Zoom sur les Systèmes Participatifs de Garantie (SPG)

Les SPG – Systèmes Participatifs de Garantie – ont le vent en poupe depuis plusieurs années. Bien présents dans les pays des Suds, notamment en Amérique latine, en Asie et en Afrique, ils bénéficient d’un nouvel essor en Europe. Ce système d’assurance qualité se veut complémentaire et alternatif à la certification par des organismes tiers. De quoi s’agit-il ? Quel est son fonctionnement et quels sont ses avantages ? La Cellule Manger Demain, en collaboration avec le Mouvement d’Action Paysanne (MAP) et l’ONG Eclosio, lève le voile sur les SPG et le projet de société qu’ils portent.

Un SPG, qu’est-ce que c’est ?

Comment s’assurer de la qualité d’un produit ? Certains consommateurs, se dirigeront vers des produits labellisés ou certifiés. D’autres se fieront à l’honnêteté de leur producteur chez qui ils ont l’habitude de se fournir. D’autres encore, vont s’assurer par eux même de la qualité du produit en s’insérant dans un Système Participatif de Garantie (SPG).

Selon la définition officiellement reconnue par l’IFOAM[1] en 2004, les « Systèmes Participatifs de Garantie sont des systèmes d’assurance qualité ancrés localement.

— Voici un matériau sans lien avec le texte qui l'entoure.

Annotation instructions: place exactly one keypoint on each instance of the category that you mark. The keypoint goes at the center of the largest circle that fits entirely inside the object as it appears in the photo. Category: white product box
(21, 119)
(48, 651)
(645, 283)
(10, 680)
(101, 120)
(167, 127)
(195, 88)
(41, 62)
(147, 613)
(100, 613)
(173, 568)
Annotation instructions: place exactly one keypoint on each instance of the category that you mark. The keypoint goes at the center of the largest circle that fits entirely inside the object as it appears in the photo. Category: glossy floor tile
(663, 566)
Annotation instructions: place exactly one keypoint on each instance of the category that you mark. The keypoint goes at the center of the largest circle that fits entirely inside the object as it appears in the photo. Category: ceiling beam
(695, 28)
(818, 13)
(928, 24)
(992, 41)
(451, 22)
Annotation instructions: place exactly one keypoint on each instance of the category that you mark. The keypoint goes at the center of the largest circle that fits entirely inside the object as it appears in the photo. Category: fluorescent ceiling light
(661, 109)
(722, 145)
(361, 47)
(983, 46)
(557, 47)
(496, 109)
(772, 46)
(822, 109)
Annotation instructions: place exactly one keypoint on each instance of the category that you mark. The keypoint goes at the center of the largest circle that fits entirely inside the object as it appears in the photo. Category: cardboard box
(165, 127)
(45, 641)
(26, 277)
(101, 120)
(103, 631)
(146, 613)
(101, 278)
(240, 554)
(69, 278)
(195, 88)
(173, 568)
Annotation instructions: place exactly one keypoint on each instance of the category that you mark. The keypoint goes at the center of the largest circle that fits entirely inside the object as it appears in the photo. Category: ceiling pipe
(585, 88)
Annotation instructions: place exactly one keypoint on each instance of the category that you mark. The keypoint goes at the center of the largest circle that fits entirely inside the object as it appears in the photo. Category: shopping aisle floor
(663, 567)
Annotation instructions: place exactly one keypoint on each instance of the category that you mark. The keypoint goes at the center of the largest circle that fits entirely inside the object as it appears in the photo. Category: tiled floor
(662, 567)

Ils certifient les producteurs sur base d’une participation active des acteurs, et sont construits sur une base de confiance, de réseaux et d’échanges de connaissances ». En d’autres mots, les acteurs définissent eux-mêmes ce qui doit être garantit, selon les conditions et les besoins locaux, dans une démarche participative. Il s’agit d’un véritable outil qui permet aux producteurs et consommateurs de se réapproprier leurs pratiques de production et leur alimentation.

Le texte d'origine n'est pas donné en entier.